Sin entrar en otras consideraciones
ajenas a estos negociados, por una vez desde Aragón se ha sabido valorar el
poder de una imagen. El ayuntamiento borjano persigue sus derechos, quizá
asombrado ante los miles de camisetas que se vendieron en las primeras horas. Y
si un establecimiento madrileño ya comercializa una crepe con los rasgos del
popularmente conocido eccehomo¸ una
bodega de la denominación Campo de Borja, pretende hacer lo mismo con sus
vinos.
Quiérese decir que algo hemos
avanzado por aquí, al menos en los intentos de aprovechar las oportunidades
para posicionarnos en el mercado, especialmente agroalimentario. Probablemente
el fenómeno será flor de agosto, pasajera noticia amplificada por su jocosa
acogida en las redes sociales de medio mundo, pero puede tener un largo recorrido
como marca agroalimentaria.
Casos más raros se ven. Desde
aquella marca Prada a tope hasta
vinos bautizados como Cojón de gato.
Se trata tan sólo de acertar en el tono, que forma y contenido vayan unidas.
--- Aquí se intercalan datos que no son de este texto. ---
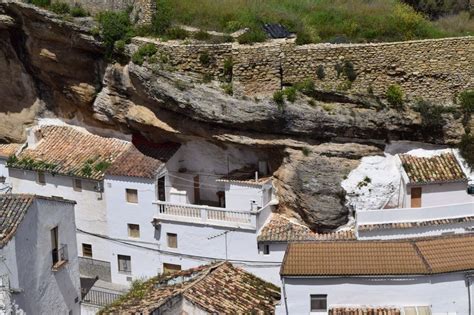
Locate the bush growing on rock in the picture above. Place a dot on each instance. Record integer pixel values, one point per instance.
(395, 96)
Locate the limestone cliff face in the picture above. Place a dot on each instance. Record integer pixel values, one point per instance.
(54, 68)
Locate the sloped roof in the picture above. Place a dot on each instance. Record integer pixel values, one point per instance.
(436, 169)
(377, 258)
(70, 151)
(13, 209)
(6, 150)
(218, 288)
(281, 229)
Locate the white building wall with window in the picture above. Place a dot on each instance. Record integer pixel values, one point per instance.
(90, 210)
(445, 293)
(27, 260)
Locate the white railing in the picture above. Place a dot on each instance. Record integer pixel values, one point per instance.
(401, 215)
(206, 215)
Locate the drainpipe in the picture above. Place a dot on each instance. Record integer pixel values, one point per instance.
(469, 298)
(284, 294)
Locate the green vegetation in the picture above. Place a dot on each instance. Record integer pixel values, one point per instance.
(312, 20)
(395, 96)
(142, 53)
(114, 26)
(466, 148)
Ingenuidad, primitivismo, autenticidad, artesanía, rural...
Porque, además, el asunto tiene
un poderosos discurso interno. Emborronar un mediocre cuadro, por más que
emotivo, ocultar el pasado bajo un confuso presente —eso sí, repleto de buenas
intenciones—, dejar provisionalmente inacabado el trabajo y que sea
precisamente entonces cuando se difunde, dice mucho de cómo es esta tierra. ¿No
se busca eso en las marcas?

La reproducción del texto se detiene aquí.